Claro que se enteró de la existencia del Día Internacional de la Mujer que se celebra cada 8 de marzo por iniciativa de la alemana Clara Zetkin, en 1910, que había sido testigo de una tragedia horripilante contra las mujeres. Y seguro su frase de batalla le había parecido lo mejor: “Contra el maltrato, la palabra”.
De este lado del mundo, justo en nuestro país, Rosario Castellanos, también escritora, en su libro Mujer que sabe latín, escribió: “A lo largo de la historia (la historia es el archivo de los hechos cumplidos por el hombre, y todo lo que queda fuera de él, pertenece al reino de la conjetura, de la fábula, de la leyenda, de la mentira) la mujer ha sido más que un fenómeno de la naturaleza, más que un componente de la sociedad, más que una criatura humana, un mito”.

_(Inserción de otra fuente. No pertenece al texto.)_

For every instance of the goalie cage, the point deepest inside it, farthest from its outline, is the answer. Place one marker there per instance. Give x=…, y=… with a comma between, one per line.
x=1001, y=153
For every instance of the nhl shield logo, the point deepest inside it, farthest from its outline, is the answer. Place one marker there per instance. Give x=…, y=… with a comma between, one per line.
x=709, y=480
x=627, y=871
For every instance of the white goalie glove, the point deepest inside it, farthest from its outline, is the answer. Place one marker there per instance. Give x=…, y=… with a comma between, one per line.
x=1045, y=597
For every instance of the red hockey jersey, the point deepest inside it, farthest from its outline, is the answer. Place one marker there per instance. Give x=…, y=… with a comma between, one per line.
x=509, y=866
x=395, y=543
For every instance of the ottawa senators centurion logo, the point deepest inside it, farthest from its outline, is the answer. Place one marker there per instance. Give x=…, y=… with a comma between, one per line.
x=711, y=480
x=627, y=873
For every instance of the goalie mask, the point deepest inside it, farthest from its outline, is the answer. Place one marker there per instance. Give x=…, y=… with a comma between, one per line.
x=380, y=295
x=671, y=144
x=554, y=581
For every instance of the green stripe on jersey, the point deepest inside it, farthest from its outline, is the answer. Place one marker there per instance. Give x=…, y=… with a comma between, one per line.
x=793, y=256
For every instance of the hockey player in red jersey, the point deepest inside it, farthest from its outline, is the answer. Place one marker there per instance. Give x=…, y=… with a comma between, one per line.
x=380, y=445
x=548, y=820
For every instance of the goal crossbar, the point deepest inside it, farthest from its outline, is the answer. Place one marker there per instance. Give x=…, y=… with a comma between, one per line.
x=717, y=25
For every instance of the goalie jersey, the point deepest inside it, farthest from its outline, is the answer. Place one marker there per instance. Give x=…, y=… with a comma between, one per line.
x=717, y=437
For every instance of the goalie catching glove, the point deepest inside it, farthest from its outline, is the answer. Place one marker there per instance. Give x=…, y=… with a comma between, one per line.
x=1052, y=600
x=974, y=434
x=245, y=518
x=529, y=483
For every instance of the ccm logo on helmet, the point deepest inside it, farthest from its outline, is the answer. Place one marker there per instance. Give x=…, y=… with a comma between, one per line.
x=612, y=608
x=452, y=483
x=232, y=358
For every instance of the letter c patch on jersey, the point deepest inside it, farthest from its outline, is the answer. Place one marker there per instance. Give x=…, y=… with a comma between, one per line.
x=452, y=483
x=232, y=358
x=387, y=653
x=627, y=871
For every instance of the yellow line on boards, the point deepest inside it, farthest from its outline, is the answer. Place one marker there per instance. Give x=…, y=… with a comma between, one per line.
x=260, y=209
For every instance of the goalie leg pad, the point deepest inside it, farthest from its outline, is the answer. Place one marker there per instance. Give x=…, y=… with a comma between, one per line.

Cierta furia fundamental existía en sus palabras. Una rabiosa decepción por la desigualdad, la discriminación, la estupidez. Porque ese mito femenino, cuando se aleja de la belleza inútil, es también excepcional. Aquellas mujeres que se alejan de cocinar para todos, encargarse de una casa y ser la madre de hijos, marido, amigos y mascotas para destacar en cualquier campo resultan heroínas para unos y villanas para otros. Queda constancia hasta en los anales de nuestra historia colonial. Nada más recordemos al obispo de Puebla, que se firma Sor Filotea, escribiéndole a Sor Juana una carta terrible, regañándola, donde antes de prohibirle seguir leyendo le dice:
“No apruebo la vulgaridad de los que reprueban en las mujeres el uso de las letras, pues tantas se aplicaron a este estudio, no sin alabanza de San Jerónimo. Es verdad que dice San Pablo que las mujeres no enseñen; pero no manda que las mujeres no estudien para saber; porque sólo quiso prevenir el riesgo de elación en nuestro sexo, propenso siempre a la vanidad. Letras que engendran elación, no las quiere Dios en la mujer; pero no las reprueba el Apóstol cuando no sacan a la mujer del estado de obediente”.
Heroica fue la cabal desobediencia de la increpada Décima Musa. Aquella que logró que su epistolar respuesta fuera un clásico de la literatura mexicana y una muy ejemplar manera de explicar que podía renunciar a las formas, pero nunca a la hechura de su espíritu.
Sirva todo lo anterior como un entremés para este muy próximo Día Internacional de la Mujer. Vamos a dejar la queja, emprender la acción y resistir la tentación de citar a Marlene Dietrich cuando dijo que a cualquier mujer le gustaría ser fiel, pero que lo difícil era hallar al hombre que se lo mereciera. También podemos gritar o protestar sin hacer ruido. De todos modos, somos mayoría.